Apache Ignite vs Apache Spark

Complimentary to my earlier post on Apache Ignite in-memory file-system and caching capabilities I would like to cover the main differentiation points of the Ignite and Spark. I see questions like this coming up repeatedly. It is easier to have them answered, so you don’t need to fish around the Net for the answers.

 – The main different is, of course, that Ignite is an in-memory computing system, e.g. the one that treats RAM as the primary storage facility. Whereas others – Spark included – only use RAM for processing. The former, memory-first approach, is faster because the system can do better indexing, reduce the fetch time, avoid (de)serializations, etc.

 – Ignite’s mapreduce is fully compatible with Hadoop MR APIs which let everyone to simply reuse existing legacy MR code, yet run it with >30x performance improvement.

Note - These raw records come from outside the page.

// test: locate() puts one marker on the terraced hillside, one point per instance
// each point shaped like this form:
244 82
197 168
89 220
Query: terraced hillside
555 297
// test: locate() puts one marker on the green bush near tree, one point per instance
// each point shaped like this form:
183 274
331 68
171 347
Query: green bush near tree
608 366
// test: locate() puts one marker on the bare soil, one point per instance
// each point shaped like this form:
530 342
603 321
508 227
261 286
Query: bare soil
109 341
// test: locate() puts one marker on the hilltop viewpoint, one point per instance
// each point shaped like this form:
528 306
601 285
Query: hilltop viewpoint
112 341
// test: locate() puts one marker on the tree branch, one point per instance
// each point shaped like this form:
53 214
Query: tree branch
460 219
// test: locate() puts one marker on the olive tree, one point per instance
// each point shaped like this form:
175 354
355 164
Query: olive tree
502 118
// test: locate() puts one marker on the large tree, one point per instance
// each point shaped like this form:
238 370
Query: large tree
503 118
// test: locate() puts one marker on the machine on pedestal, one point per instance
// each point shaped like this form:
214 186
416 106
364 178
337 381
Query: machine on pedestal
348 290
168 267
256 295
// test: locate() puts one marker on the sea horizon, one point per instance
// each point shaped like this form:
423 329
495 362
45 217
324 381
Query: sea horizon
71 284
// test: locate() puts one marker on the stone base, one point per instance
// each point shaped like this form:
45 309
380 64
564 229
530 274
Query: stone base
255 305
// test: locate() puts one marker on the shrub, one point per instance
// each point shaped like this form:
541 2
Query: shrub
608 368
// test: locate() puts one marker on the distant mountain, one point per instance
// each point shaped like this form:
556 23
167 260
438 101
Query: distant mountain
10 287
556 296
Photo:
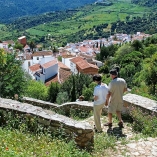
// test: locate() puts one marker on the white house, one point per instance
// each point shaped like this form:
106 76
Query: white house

Check this short video demoing an Apache Bigtop in-memory stack, speeding up a legacy MapReduce code

 – Also, unlike Spark’s the streaming in Ignite isn’t quantified by the size of RDD. In other words, you don’t need to form an RDD first before processing it; you can actually do the real streaming. Which means there’s no delays in a stream content processing in case of Ignite

 – Spill-overs are a common issue for in-memory computing systems: after all memory is limited. In Spark where RDDs are immutable, if an RDD got created with its size > 1/2 node’s RAM then a transformation and generation of the consequent RDD’ will likely to fill all the node’s memory. Which will cause the spill-over. Unless the new RDD is created on a different node. Tachyon was essentially an attempt to address it, using old RAMdrive tech. with all its limitations.
Ignite doesn’t have this issue with data spill-overs as its caches can be updated in atomic or transactional manner. However, spill-overs are still possible: the strategies to deal with it are explained here

 – as one of its components Ignite provides the first-class citizen file-system caching layer. Note, I have already addressed the differences between that and Ignite, but for some reason my post got deleted from their user list. I wonder why? 😉

 – Ignite’s uses off-heap memory to avoid GC pauses, etc. and does it highly efficiently

 – Ignite guarantees strong consistency

 – Ignite supports full SQL99 as one of the ways to process the data w/ full support for ACID transactions

– Ignite supports in-memory SQL indexes functionality, which lets to avoid full-scans of data sets, directly leading to very significant performance improvements (also see the first paragraph)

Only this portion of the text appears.